Much of the established case law and practice on this ought, it seems, to be safely imported from the laws of distraint (see my Taking control of goods 13.9 and Bailiff Studies Centre Practice Note number 1).  Nonetheless, the new law creates three new questions for parties to debate.
  1. Paragraph 12 is one example of several references to the 'aggregate value' of goods.  This phrase is not defined, but presumably a bailiff has to assess value on the basis of what will be raised at auction or other disposal.  It is hard to conceive what other measure would be reasonable or workable, but I may be mistaken in my assumption.

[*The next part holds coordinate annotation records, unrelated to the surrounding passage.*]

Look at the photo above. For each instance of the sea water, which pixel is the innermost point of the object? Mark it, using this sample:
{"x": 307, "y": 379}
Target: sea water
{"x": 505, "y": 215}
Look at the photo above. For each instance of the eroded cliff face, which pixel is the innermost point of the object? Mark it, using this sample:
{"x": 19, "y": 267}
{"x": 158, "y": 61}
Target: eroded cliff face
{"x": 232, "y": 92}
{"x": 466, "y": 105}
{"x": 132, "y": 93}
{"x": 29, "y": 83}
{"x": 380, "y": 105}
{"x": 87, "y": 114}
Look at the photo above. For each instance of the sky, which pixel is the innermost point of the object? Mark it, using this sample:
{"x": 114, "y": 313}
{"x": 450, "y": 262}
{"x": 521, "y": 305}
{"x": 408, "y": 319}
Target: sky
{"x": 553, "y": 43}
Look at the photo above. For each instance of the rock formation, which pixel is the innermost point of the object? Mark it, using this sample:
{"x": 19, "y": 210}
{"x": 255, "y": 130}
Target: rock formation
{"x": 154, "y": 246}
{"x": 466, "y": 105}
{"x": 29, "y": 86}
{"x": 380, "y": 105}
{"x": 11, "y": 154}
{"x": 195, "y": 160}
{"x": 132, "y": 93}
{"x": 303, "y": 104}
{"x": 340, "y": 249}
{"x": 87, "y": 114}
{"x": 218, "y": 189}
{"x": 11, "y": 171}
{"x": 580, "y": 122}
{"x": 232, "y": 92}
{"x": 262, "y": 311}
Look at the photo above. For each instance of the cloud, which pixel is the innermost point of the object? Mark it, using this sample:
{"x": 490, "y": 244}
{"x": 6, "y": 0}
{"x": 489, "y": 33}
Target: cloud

  2. The legislation appears to anticipate a very close parity between the sums due and the value of the goods taken into control.  How much margin for error should an agent be allowed to protect against the vagaries of the sale process and his/her own errors in valuation?  Some latitude is permitted, it is clear.  If too little is taken, a bailiff may return later in limited circumstances; if the chattels' price subsequently rises, the agent is not penalised (para.12(4)).  Even so, it appears that a very high level of accuracy is demanded on the day that control is taken.
  3. Para.12(3) states that "goods are above a given value only if it is or ought to be clear to the enforcement agent that they are."  What 'clear' evidence should an agent rely upon?  The agent has to sell for the 'best price' (para.37(1)); what s/he anticipates this is likely to be must be a powerful, if not the sole, determinant of the value of an item.  In a dispute between debtor and creditor over a taking into control, to what could they turn for guidance as to a fair valuation of chattels?  
It is clear then that the onus is upon agents to conduct a precise estimation at the time of taking (though they will have to provide a written valuation at the time of removal under reg.35 and para.36).  I would welcome readers views on the problems and practicalities of this process.